İlk ve en keskin duygum “geçmiş olsun” duygusu elbette. Ana muhalefet partisi liderine yapılan bu saldırı, sebebi ne olursa olsun, kabul edilebilir değildir. Ortaya çıkan fotoğraf oldukça tehlikeli bir fotoğraftır.
Önüme düşen bir tweet var. Zeki Kayhan Coşkun diye oldukça meşhur bir karaktere ait. Çokça beğeni alan tweetinde diyor ki “Bu eli tanıyorum. Sivas’ta insanları yakan el bu... Maraş’ta kendisi gibi olmayanların kapısına kırmızı çarpı işareti koyan el bu... 6-7 Eylül’de azınlıkların dükkânını yağmalayan el bu. Köy Enstitüleri’ni fuhuş yapıyorlar diye taşlayan el bu. Vur deyince vuran el bu. Cahilin eli bu…”

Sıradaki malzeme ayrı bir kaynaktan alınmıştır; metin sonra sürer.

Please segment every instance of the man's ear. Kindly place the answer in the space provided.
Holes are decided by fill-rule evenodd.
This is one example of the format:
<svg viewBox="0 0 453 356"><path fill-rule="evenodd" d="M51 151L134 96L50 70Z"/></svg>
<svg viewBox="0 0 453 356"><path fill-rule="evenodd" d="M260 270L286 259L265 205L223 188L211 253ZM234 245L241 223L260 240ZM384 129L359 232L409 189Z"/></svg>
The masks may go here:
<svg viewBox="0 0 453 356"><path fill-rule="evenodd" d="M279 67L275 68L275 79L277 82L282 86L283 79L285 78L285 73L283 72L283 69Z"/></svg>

Bu olağanüstü kolaycı toptancılık ve ahmak kafa konforu yüzünden kaybetmedik enerji bırakmadık. Her şeyi bir sepetin içine atıp “aşırı haklı bir pozisyon” buluyor kendisine ve standart bir “yarı aydın” kafanın her zaman yaptığını yapıp “cahil bunlar” diskuru ile meseleyi tortop etmeyi analiz zannediyor.
Hayır, öyle değil. Kılıçdaroğlu’na vuran el Sivas’ta, Maraş’ta, 6-7 Eylül’de, Gezi’de, kanlı 1 Mayıs’ta karşımıza çıkan “kullanışlı el” değil.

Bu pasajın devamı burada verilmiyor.